In my research and teaching experience, I have found the following way to work across several cases. I call it the Tools – Craft – Art – Mastery framework.
Let’s take a simple example. Say you want to learn how to make good presentations. The first step in this direction is to see what Tools available for you to do it, and learn them well. There are several presentation packages out there with their own strengths and features. Picking a conventionally used one is a good starting point, as there will be more learning resources available for it. The key aspect here is, you have to spend sufficient time with it so as to learn its features. This is similar to a carpenter knowing their tools, and keeping them sharp and ship-shape all the time.
The next step is to have an overview and understanding of the Craft. For presentations, this means having an overview of the different styles of presentations that you would normally deliver in your field. For instance, in a recent orientation and skills training talk I gave to first year PhD students, I asked them to focus on three primary kinds of talk – the ‘Meeting with your Guide’, the ‘Conference presentation’, and the ‘Scholarship/Interview talk’. Identifying such situations and specific use-cases provide a framework will help you to learn how to apply your tools and hone your tool-use. In the process you will also learn and practice routinely used actions and procedures that will train your muscle memory.
The third step is getting an appreciation of the Art and developing your own style. A good ‘in’ is to look at existing examples and trying to replicate them, with your understanding of your tools and the craft. In the case of the presentation example, this would mean picking up a presentation you like, and try to replicate in your software package. More often than not, it is not what the presentation includes, but what it doesn’t. As you keep curating such practices, over time it will become a compendium that is idiosyncratic to your own sensibilities, helping you define your own approach to the medium, or your ‘art’, if you will.
Most of the time, specifically when it comes to upskilling, you may be happy stopping at the previous step. However, there may be times when you have the gnawing urge of something being amiss. For instance, you may want a presentation element to move a particular way, but it doesn’t. You feel as if something is broken, and you want to fix it. That, my friends, is the call to Mastery. This point often comes when you undertake regular and mindful practice of your craft and art, and have recognized its full landscape of strengths and limitations.

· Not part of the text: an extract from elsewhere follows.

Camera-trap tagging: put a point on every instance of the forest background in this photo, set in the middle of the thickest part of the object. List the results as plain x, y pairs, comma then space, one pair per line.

Mastery is often recognized as the pushing of the boundaries of a discipline – often in a revolutionary way, resulting in a redefinition of the art form and the very tools of its trade. Arriving at such a point is not a case of serendipity, but rather the result of a subconscious crystallization of your chosen practice. It is not an opportunity to be squandered, for you are not only presented with the chance to redefine the way things are done, but now you are also capable of effecting such change.
I have often seen this TCAM framework reflected across several domains of practice, across disciplines – be it a student who is exceptionally adept at writing code, the teacher who can hold the rapt attention of a class of hundred, extending all the way to brilliant artists like Picasso or Dali, pathbreaking scientists like Einstein or Feynman, and even pioneering musicians like Rahman or Zimmer. Clearly, all of them have an exceptional understanding of their respective practices. But beyond this, they have one other thing common – their towering mastery rests on the bedrock of their deep understanding of the tools of their practice.
So, what does this mean for us mere mortals?
Not all of us are interested in becoming masters. We consider upskilling to have a functional knowledge of a practice, enough to get a few things done and keep up with the most recent advances. For such modest aims, an identification and understanding of the tools and its application to specific use-cases of the craft should suffice. This still requires effort, given the surfeit of tools that are accessible to us, and the diversity of use-cases. But putting bounding boxes and having realistic expectations will help us to ward off the fear of missing out, safeguarding our inner peace.